A urethral stricture is a scar from tissue injury after local trauma, inflammation, or infection. External trauma and iatrogenic
injuries are now main aetiological factors in majority of anterior urethral strictures, although in many cases the
aetiology is unknown and is reported as idiopathic. The prevalence of urethral stricture is estimated in the range from
1 to 9 strictures per 1,000 people(1). The open surgical repair of urethral strictures has dramatically changed. Nearly all
urethral strictures can be reconstructed in a one stage operation, only a small proportion of patients, who have severely
scarred or insufficient local tissues, associated skin infections, or complex strictures, fistulas, require a multistage approach.
Management of urethral strictures should not be performed following a certain scale of possible interventions.
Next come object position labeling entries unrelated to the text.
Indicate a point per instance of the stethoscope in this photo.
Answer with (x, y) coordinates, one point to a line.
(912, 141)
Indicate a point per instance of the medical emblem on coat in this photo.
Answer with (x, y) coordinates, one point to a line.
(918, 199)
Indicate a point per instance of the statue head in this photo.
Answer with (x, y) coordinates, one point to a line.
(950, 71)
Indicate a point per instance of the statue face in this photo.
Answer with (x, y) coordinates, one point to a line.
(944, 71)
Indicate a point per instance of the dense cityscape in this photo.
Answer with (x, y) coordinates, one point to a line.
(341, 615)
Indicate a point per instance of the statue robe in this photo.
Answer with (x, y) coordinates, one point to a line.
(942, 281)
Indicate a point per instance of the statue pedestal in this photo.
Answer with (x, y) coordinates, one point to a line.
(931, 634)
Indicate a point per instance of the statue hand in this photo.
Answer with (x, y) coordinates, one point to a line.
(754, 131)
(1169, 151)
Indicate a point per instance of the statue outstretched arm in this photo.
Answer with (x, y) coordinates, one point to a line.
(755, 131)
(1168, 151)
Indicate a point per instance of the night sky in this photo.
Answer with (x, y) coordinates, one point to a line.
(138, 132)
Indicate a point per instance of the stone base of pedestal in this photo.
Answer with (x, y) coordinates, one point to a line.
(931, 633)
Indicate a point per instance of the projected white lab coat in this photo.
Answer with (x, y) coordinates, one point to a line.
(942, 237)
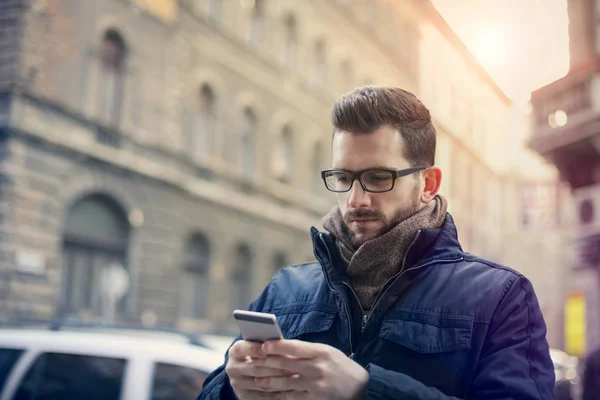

The practice of repeated dilatations and urethrotomy before considering urethroplasty should be abandoned. Some authors
suggest that endoscopic treatment of urethral strictures using dilatation or urethrotomy exacerbates scar formation,
thus adding length and severity to the stricture, complicating subsequent open repair. These authors suggest that
urethrotomy and dilatation is over estimated in treatment of strictures(1). Urethroplasty should not be primarily contraindicated
based on age. Elderly men tolerate urethroplasty well, with similarly low complication rate as in younger
men(1). In 1993, for the first time, El Kasaby reported that the oral mucosal graft from the lip was used for treatment of
penile and bulbar urethral strictures in adult patients. Since then, oral mucosa has become an increasingly popular graft
tissue for penile or bulbar urethral reconstruction performed in single or multiple stages. Oral mucosa graft is hairless,
has a thick elastin-rich epithelium which makes it tough easy to handle, and has a thin and highly vascular lamina propria
which facilitates inosculation and imbibition.